A roof is only as good as the applicator.IMO they both great systems if installed right.Doing research on your contractor is most important.Visit some of their old work and visit jobs currently in progress.This is the best advice.You could have a 1 layer roof outlast a 10 layer roof,all depends who put it on:wink:


----------



## MI-Roger (Aug 8, 2009)

*I don't agree with the terminology*

All 4-ply BURs that I have encountered use 4 layers of 15 pound (or heavier) felts, the insulation and ballast *do not* count as plies.
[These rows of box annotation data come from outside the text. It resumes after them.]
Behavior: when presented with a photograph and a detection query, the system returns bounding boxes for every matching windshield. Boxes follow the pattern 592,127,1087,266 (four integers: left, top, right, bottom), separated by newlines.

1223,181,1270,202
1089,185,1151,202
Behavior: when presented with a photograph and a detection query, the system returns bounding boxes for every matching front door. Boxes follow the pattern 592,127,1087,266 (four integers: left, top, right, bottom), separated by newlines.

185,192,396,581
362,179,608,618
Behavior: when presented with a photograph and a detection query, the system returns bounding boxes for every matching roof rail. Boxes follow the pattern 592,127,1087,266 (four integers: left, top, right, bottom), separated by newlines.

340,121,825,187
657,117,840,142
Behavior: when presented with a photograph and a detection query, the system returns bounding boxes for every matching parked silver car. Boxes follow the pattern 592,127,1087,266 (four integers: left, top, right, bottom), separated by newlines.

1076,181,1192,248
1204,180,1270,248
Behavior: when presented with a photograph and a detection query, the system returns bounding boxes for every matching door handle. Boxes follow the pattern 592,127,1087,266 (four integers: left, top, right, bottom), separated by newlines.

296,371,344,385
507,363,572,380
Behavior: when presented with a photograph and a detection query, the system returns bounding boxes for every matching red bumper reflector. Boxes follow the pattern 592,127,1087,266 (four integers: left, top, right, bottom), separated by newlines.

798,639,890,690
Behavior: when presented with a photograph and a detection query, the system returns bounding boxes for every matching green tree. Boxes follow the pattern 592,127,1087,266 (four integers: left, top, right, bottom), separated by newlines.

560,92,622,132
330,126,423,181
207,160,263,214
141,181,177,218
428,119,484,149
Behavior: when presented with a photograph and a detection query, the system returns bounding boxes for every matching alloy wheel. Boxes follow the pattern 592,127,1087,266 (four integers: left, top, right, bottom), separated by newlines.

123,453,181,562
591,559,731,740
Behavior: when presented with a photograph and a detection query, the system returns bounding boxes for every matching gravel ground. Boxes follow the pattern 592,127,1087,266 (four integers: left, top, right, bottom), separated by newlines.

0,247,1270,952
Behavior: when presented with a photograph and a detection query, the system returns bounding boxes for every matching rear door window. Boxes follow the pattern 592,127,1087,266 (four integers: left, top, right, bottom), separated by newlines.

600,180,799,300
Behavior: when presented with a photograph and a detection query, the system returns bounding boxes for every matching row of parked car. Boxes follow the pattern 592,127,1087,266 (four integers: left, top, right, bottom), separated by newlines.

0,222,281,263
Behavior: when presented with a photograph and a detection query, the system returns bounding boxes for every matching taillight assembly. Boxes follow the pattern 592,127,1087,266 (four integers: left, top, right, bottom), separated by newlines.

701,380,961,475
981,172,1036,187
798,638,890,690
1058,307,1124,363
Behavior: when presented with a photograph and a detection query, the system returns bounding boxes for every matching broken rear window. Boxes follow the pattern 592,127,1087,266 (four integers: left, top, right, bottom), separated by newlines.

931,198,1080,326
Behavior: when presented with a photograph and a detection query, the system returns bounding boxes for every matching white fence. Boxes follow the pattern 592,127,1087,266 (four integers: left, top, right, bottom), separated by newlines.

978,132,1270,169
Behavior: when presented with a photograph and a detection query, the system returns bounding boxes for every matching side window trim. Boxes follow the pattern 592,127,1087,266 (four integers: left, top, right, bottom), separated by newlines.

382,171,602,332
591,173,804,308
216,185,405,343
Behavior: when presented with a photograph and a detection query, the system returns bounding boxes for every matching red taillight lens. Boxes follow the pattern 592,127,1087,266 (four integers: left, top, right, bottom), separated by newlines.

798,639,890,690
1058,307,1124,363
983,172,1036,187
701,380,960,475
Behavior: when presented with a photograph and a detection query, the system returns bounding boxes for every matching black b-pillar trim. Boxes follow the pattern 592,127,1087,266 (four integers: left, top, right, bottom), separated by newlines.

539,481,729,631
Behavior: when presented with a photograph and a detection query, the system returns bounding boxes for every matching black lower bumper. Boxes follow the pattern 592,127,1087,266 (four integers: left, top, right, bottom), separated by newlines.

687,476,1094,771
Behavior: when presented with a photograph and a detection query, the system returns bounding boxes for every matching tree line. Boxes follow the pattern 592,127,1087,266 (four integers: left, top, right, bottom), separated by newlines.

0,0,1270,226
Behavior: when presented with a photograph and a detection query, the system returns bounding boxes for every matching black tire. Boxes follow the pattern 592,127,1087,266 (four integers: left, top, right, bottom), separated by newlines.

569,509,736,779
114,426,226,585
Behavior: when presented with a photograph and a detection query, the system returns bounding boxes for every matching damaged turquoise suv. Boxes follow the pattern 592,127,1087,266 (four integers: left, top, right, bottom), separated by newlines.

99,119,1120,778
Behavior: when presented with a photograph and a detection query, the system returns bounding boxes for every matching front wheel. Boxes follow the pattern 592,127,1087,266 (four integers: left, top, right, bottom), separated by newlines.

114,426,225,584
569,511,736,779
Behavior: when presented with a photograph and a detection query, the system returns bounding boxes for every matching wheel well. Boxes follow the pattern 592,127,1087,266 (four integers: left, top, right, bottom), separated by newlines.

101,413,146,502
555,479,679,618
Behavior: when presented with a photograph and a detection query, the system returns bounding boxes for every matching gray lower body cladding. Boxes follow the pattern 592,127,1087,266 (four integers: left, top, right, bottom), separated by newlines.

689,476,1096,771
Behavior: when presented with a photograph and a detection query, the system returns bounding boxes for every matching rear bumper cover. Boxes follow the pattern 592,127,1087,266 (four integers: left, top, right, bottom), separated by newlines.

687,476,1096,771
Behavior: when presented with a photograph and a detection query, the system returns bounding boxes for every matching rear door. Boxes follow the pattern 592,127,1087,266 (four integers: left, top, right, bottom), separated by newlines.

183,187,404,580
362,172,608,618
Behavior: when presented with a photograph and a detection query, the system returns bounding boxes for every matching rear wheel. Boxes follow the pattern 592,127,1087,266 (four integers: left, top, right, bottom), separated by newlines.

I wold call the two roof compositions you described as a 2-ply and a 3-ply roof, constructed using underweight material.


----------



## hammer71h (Jan 23, 2010)

*mulehide*

ask your contractor about a brand called mulehide...it is a granualted cap sheet...it comes in 1 square rolls...if you use their base sheet underlayment..it upgrades the warranty to 15 years...i have installed two of these systems recently...and they look great...whats nice about them is they come in the same colors as most shingles...weatheredwood...gray...etc...

chris


----------



## Grumpy (Dec 12, 2003)

Any roofing system has various specifications ranging from 10-30 years. For example a smooth surfaced BUR roof with only 2 felt ply's is a 10 year rated roof. Therefore if that's what you paid for when you had your roof replaced years ago, you got what you paid for. Having said that there are many many BUR roof using coal tar pitch and 5 ply's of felt that are in service 30 years after they were installed.
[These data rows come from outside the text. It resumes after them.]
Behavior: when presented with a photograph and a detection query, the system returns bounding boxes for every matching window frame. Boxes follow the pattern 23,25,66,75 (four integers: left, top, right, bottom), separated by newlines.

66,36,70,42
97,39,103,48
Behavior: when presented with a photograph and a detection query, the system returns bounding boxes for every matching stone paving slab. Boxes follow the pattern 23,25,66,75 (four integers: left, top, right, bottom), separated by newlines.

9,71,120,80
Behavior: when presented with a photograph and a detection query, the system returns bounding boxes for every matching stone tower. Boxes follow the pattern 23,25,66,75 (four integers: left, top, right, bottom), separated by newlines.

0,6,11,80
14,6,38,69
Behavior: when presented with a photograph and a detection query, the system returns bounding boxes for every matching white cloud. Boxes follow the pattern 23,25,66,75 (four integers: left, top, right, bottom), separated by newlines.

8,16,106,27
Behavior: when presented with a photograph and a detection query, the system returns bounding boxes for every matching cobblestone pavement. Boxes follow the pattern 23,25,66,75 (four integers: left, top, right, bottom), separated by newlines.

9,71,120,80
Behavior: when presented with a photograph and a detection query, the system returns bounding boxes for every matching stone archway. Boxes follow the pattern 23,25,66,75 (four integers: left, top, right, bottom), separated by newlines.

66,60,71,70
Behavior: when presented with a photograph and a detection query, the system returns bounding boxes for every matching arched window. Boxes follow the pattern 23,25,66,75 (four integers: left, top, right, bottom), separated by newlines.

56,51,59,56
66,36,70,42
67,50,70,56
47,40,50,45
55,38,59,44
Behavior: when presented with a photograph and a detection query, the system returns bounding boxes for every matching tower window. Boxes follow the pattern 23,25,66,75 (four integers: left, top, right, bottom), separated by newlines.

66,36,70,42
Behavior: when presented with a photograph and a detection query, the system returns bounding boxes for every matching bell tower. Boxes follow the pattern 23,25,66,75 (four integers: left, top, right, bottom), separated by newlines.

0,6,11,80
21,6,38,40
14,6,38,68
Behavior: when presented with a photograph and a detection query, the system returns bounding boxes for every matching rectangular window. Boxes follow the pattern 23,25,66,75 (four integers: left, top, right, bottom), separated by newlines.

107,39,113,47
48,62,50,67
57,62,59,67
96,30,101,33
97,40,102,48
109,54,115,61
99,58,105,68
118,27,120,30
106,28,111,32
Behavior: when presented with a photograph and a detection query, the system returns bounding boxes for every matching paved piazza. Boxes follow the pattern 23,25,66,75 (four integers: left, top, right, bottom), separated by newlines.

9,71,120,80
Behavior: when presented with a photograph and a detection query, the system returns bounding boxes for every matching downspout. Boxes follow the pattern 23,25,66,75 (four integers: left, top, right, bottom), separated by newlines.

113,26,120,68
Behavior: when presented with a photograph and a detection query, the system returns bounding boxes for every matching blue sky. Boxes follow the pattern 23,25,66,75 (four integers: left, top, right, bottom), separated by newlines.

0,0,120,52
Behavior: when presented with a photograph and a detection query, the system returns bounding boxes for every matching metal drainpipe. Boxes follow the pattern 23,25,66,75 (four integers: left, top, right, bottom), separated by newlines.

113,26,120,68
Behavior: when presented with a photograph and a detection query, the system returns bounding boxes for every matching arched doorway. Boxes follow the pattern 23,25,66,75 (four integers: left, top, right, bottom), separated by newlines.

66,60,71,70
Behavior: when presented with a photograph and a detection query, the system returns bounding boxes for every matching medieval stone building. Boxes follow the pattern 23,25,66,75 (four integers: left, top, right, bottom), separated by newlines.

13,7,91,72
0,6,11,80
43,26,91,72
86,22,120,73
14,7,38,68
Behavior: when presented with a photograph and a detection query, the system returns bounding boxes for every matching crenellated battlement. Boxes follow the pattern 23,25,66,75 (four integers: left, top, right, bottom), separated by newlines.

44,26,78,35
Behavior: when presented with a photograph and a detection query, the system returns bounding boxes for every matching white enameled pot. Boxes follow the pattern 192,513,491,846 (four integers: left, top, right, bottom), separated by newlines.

Modified bitumen is a good roofing system. The reason I don't like it is not because of the product its' self, but the vast number of incompetent applicators. Having said that, you can get a 10 year modifie bitumen roof, which is the most common roof in the Chicago market. Or you can get a 20 year rated modified bitumen roof. I most commonly install the 15 year, 3 ply, modified bitumen roofing system. Why go to the time and expense of installing a 10 year rated roof, then again 10 years later? Why not go 20 years from the get go and save money in the long run? 

A 4 ply system is a double layer of a fiberglass base sheet, an application of a smooth modified bitumen mid ply, and then a granulated cap sheet. The insulation does not count, although I would always install no less than a 1/2" fiberboard. Having said that, that's a torch applied specification. If one of these guys are bidding self adhering modified bitumen it's a little bit different. The insulation board isn't necessary and a 3 ply self adhering modified bitumen system is rated anywhere from 15-20 years. Self adhering modified bitumen is more expensive than torch applied, but there is no fear of burning your house down. 
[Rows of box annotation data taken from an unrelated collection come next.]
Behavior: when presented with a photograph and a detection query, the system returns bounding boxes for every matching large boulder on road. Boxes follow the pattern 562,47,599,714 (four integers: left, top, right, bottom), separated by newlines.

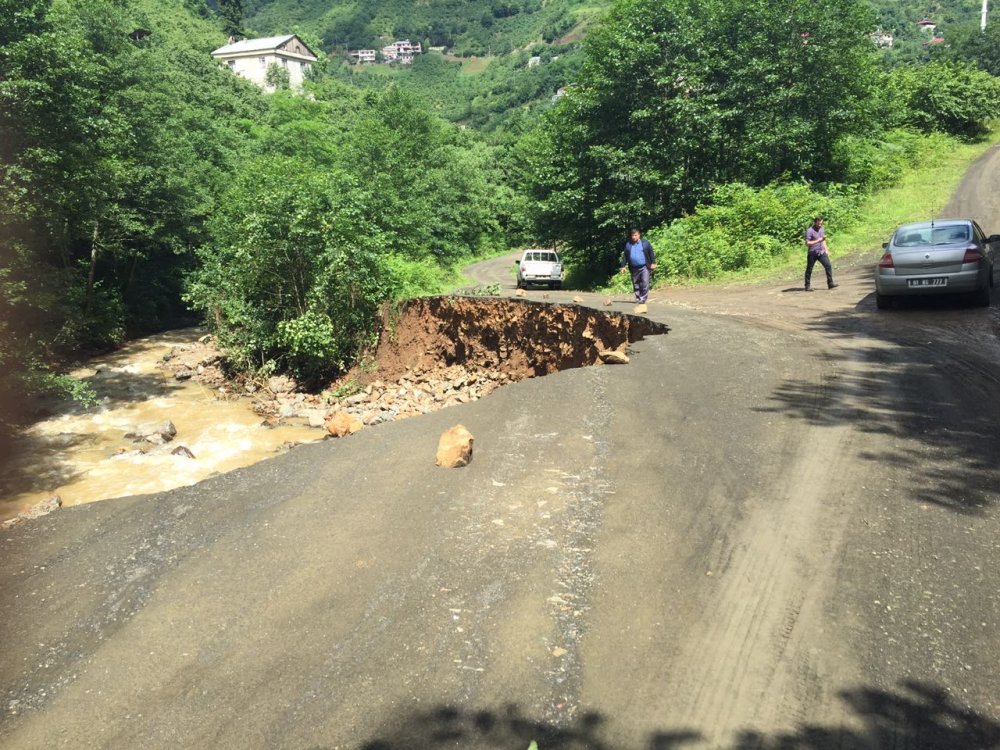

436,424,473,469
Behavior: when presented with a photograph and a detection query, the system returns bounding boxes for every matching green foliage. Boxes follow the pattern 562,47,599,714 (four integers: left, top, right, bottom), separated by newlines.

890,62,1000,138
620,183,856,283
247,0,607,56
218,0,243,36
189,157,394,381
831,129,927,191
264,63,291,91
947,22,1000,76
520,0,877,280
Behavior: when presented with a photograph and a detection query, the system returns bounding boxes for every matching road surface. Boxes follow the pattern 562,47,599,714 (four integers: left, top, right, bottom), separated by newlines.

0,145,1000,750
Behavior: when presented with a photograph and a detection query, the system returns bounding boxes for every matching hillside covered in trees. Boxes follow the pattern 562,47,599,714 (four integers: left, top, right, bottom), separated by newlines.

0,0,1000,450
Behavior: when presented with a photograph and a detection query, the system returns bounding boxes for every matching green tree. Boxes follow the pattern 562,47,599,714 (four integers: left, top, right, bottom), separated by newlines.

218,0,243,37
189,156,395,381
523,0,877,280
890,62,1000,138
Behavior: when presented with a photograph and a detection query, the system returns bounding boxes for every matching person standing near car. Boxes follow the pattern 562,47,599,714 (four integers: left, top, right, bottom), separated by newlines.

806,216,840,292
621,228,656,305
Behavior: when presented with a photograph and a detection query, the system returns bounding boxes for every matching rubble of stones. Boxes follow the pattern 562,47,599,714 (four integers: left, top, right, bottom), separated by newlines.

161,297,668,436
158,338,513,432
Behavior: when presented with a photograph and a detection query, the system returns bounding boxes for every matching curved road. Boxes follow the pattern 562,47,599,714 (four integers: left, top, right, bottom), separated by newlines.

0,152,1000,750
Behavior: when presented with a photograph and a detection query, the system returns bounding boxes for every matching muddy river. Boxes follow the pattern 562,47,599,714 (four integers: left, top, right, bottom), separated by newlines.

0,329,326,521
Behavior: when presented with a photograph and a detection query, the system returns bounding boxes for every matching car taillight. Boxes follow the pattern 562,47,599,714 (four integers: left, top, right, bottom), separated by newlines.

962,245,983,263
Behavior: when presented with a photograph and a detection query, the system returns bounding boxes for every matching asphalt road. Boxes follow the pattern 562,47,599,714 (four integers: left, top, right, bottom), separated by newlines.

0,150,1000,750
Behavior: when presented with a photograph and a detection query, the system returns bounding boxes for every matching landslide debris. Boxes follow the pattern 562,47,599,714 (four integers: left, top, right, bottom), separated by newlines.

162,297,669,435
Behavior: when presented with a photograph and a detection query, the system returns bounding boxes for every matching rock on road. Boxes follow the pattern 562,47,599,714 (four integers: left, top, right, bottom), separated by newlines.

0,152,1000,750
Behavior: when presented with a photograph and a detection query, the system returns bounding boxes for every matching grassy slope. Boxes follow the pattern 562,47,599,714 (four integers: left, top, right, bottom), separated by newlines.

644,127,1000,290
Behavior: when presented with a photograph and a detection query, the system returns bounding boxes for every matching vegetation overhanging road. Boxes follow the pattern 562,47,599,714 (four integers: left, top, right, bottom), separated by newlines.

0,152,1000,750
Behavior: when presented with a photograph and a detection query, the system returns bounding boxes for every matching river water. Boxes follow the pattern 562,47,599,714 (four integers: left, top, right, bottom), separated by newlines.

0,329,326,521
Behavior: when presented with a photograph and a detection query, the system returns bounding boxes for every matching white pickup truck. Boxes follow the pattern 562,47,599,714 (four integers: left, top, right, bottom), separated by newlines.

514,248,563,289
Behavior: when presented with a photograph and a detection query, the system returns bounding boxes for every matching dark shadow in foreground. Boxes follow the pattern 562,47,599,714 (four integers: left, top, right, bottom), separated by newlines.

756,303,1000,515
342,681,1000,750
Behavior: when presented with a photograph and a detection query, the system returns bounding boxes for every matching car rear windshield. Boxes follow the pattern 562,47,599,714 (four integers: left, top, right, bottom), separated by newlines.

895,224,969,247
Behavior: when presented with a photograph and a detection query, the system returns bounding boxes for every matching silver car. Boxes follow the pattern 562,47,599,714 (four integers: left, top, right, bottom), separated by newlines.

875,219,1000,310
514,248,564,289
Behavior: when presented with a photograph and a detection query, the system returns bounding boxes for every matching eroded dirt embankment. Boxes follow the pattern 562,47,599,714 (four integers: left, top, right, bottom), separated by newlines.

352,297,669,385
0,297,667,522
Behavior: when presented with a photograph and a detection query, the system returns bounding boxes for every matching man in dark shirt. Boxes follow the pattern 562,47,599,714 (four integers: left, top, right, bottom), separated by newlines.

806,216,840,292
622,229,656,305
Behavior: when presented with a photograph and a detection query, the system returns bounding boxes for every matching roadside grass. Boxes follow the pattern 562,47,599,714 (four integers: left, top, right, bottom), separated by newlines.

648,124,1000,292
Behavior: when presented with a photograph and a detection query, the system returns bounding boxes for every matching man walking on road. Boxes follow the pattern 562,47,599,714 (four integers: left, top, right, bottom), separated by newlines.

622,229,656,305
806,216,840,292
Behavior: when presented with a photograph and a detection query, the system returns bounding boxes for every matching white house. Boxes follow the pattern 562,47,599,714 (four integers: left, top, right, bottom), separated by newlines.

212,34,318,91
382,39,423,65
347,49,376,63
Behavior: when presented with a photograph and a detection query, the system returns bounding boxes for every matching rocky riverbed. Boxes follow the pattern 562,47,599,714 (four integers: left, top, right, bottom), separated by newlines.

0,297,666,523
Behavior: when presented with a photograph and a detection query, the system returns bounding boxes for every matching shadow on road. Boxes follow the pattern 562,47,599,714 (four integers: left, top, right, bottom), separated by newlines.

346,682,1000,750
759,299,1000,514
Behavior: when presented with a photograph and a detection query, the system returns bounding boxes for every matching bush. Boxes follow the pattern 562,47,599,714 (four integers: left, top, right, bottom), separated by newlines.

890,62,1000,139
188,157,395,382
649,183,855,279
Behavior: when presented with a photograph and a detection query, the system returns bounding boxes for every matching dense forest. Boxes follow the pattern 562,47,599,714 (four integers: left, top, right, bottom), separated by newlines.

0,0,1000,450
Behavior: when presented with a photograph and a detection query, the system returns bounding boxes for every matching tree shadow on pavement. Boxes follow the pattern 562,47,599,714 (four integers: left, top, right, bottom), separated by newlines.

757,303,1000,514
348,682,1000,750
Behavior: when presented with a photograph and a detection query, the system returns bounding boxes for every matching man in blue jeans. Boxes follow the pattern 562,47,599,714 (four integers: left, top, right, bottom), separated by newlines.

622,229,656,305
806,216,840,292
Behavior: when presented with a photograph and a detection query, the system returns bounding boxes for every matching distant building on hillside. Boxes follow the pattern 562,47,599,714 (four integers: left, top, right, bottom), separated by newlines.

382,39,423,65
868,29,893,47
212,34,318,91
347,49,378,63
Both BUR and modified require a primer on any exposed metal or brick. 

You ay he was licensed, how do you know? Did you see copies of the roofing license, no not carpentry license, also did you see copies of the certificates of insurance showing workers comp and general liability? What was your deciding factor when you hired the last roofer? 

Mulehide is a product that I beleive is specific only to ABC supply. I am told ABC bought mulehide years ago and now their products are simply private labeled other manufacturers. I know in my area the mulehide is much more expensive than any other manufacturer. I personally prefer CertainTeed or Firestone for modified bitumen.


----------